The Alabama Supreme recently reiterated its position of judicial estoppel in regards to listing assets in a bankruptcy filing. The debtor failed to list a medical malpractice cause of action (she lost both legs below the knee) in her Chapter 7 petition. After she received her discharge, she filed her malpractice action. The defendant found out about her bankruptcy filing and moved the court to estop or dismiss her malpractice action due to her failure to list it. In the mean time, the Chapter 7 trustee found out about the malpractice action and asked the court to allow him to take over the action, since it was an asset of the Chapter 7 estate. The court granted the motion to estop the debtor/plaintiff and granted the trustee’s motion to take over the suit. So the debtor discharged $28,000.00 in debt, but lost out on a potential million dollar judgment. The moral of this story debtors–list any and all assets no matter how trivial or unlikely they may be. See Supreme Court of Alabama, Oct. Term, 2014-2015, 1130342, Ex parte Jackson Hospital & Clinic, Inc., et al., Petition for Writ of Mandamus (In re: Joanne Anderson v. Jackson Hospital & Clinic, Inc., et al, Montgomery Circuit Court, CV-12-1044).
Social Security recently issued a policy ruling conceding that Chronic Fatigue Syndrome can be the basis for a finding of disability. The ruling sets out the diagnostic symptoms and how a person establishes disability including medical signs and laboratory findings. See SSR 14-1p.
Has your Social Security Disability appeal been rejected by the Appeals Council? Did the AC fully explain its decision or merely state that they considered everything and found the ALJ’s decision correct? Case law in the 11th Circuit Court of Appeals and the Northern District of Alabama hold that the AC must consider the whole record and evaluate the evidence. If it does otherwise, then it’s decision is not supported by substantial evidence and must be overturned. See Culver v. Astrue, Case 4; 11-cv-03286-VEH, Northern Dist. AL, and Bowen v. Heckler, 748 F.2d 629 (11th Cir. 1984).

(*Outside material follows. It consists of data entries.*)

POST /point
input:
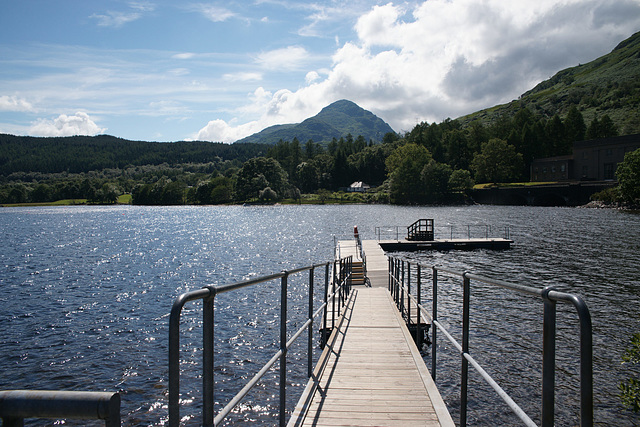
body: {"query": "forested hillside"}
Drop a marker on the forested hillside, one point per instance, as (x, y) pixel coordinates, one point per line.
(91, 153)
(433, 163)
(609, 85)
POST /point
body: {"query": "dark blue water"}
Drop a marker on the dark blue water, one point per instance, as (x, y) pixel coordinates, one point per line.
(86, 293)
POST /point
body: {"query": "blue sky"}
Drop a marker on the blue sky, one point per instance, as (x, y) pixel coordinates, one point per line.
(218, 71)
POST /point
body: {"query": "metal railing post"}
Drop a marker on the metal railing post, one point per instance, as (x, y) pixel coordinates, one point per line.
(409, 292)
(310, 336)
(548, 359)
(283, 348)
(326, 305)
(434, 318)
(401, 305)
(419, 334)
(465, 349)
(333, 297)
(207, 361)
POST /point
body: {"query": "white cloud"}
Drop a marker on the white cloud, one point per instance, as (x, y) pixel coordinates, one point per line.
(212, 13)
(447, 58)
(288, 58)
(13, 103)
(311, 77)
(242, 77)
(185, 55)
(78, 124)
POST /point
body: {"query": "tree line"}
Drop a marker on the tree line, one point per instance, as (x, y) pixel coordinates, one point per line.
(432, 163)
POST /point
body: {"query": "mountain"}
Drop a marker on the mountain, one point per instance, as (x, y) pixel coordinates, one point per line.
(334, 121)
(608, 85)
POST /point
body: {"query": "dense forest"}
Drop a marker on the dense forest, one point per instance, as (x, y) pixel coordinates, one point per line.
(432, 163)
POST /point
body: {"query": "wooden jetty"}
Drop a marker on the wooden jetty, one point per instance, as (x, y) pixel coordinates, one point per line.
(370, 372)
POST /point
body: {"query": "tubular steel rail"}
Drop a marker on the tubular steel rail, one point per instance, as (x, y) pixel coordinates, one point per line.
(469, 231)
(422, 229)
(341, 286)
(16, 405)
(400, 288)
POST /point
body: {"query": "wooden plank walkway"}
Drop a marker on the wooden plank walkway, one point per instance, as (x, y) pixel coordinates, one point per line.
(371, 373)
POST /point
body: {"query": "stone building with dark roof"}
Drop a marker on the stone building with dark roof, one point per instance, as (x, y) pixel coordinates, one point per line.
(593, 160)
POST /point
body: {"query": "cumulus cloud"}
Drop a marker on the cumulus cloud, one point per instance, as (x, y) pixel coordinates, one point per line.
(444, 58)
(117, 19)
(288, 58)
(13, 103)
(78, 124)
(242, 77)
(212, 13)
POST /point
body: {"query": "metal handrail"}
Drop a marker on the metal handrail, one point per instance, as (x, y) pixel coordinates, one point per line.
(16, 405)
(341, 286)
(396, 232)
(398, 285)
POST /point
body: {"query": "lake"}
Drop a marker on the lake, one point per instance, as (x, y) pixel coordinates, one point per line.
(86, 293)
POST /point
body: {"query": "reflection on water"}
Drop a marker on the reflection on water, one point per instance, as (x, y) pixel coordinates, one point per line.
(86, 293)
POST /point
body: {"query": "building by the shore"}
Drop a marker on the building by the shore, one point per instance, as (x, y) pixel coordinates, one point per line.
(593, 160)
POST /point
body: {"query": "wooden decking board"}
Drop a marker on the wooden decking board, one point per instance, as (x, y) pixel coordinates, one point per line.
(369, 375)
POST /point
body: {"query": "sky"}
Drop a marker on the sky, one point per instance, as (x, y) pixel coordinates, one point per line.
(163, 70)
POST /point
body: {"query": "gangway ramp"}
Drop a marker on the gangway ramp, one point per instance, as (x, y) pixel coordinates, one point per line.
(370, 372)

The Alabama Supreme Court has followed suit and come down on the side of arbitration in its most recent decision dealing with arbitrability. Arbitrability is the issue of whether the arbitrator gets to decide whether your issues are subject to arbitration. In other words, even if your issues fall outside of the scope of the arbitration agreement, the arbitrator gets to decide that issue. See Regions Bank v. Jerry Wayne Neighbors, Appeal from Montgomery Circuit Court, (CV-13-901459).

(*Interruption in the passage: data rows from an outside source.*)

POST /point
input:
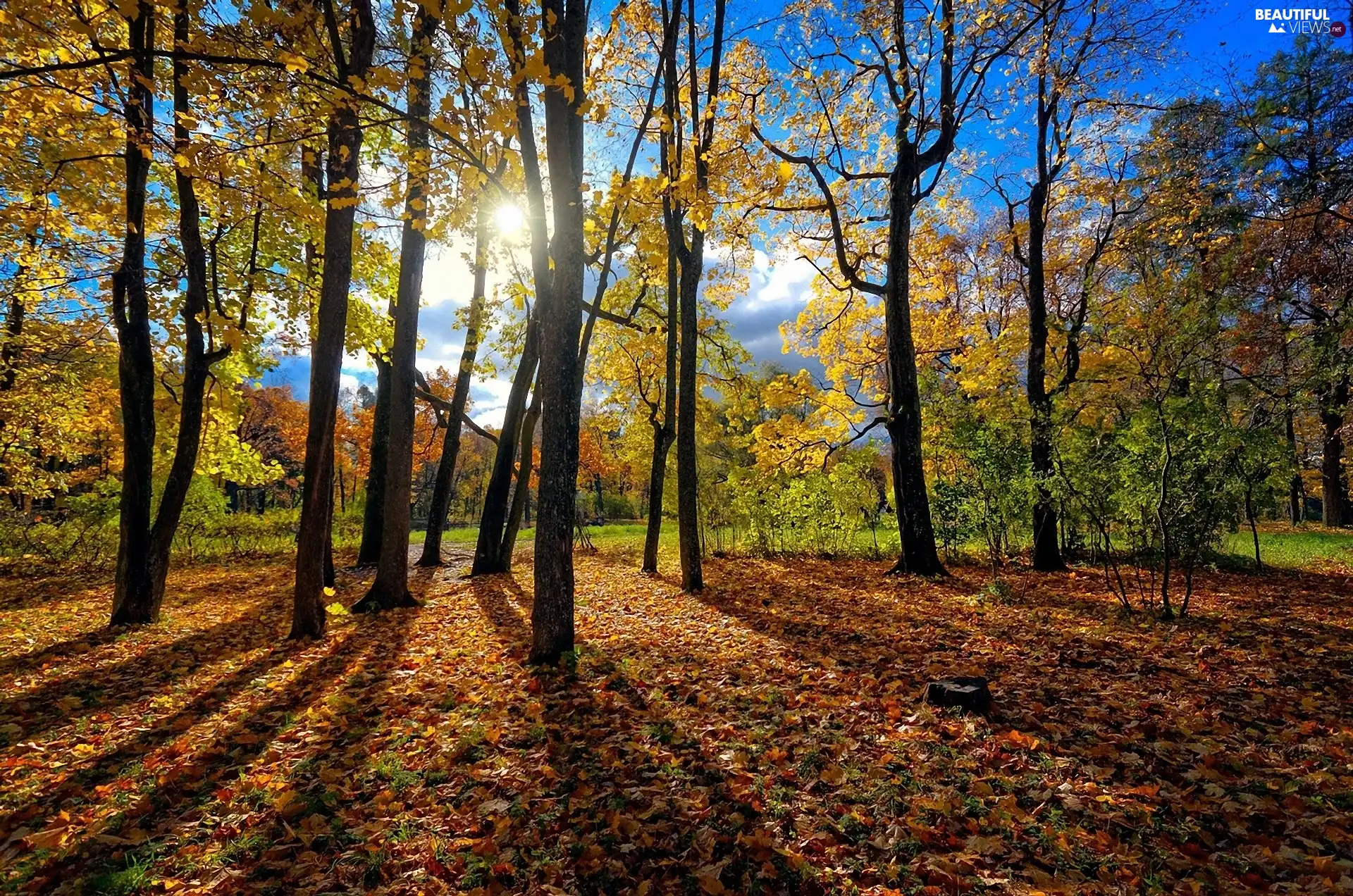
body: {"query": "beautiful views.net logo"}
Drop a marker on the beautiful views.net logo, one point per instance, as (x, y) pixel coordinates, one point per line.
(1299, 22)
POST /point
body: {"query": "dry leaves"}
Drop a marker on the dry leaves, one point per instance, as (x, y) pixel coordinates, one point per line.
(763, 737)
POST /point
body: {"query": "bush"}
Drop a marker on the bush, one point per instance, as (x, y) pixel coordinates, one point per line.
(82, 534)
(819, 514)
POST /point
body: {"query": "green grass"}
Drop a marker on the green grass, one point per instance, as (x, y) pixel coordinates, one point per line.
(1311, 547)
(610, 535)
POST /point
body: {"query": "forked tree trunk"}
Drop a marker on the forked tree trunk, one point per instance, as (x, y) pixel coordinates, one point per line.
(521, 490)
(489, 547)
(904, 420)
(391, 585)
(441, 489)
(132, 602)
(1333, 486)
(560, 324)
(657, 482)
(1048, 555)
(198, 361)
(373, 512)
(688, 474)
(344, 164)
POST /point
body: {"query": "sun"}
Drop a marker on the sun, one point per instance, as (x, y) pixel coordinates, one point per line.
(509, 220)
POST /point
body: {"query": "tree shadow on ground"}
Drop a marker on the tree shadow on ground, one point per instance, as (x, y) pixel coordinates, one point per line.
(203, 772)
(109, 688)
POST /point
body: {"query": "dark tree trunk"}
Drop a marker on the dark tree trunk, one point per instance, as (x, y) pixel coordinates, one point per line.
(904, 421)
(1295, 487)
(198, 361)
(344, 167)
(1048, 554)
(665, 432)
(132, 602)
(391, 585)
(1333, 486)
(373, 512)
(330, 573)
(657, 481)
(521, 492)
(489, 547)
(560, 325)
(692, 267)
(688, 474)
(441, 489)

11th Circuit rules that filing proof of claim for a stale debt in Chapter 13 violates Fair Debt Collection Practices Act. This means creditors that try to collect a debt no longer collectable under state law (statute of limitations has run for instance) are subject to suit under the FDCPA. See Crawford v. LVNV Funding, LLC, et al. (In re Crawford), Case No. 13-12389, Opinion (11th Cir. Jul. 10, 2014) (“Crawford”).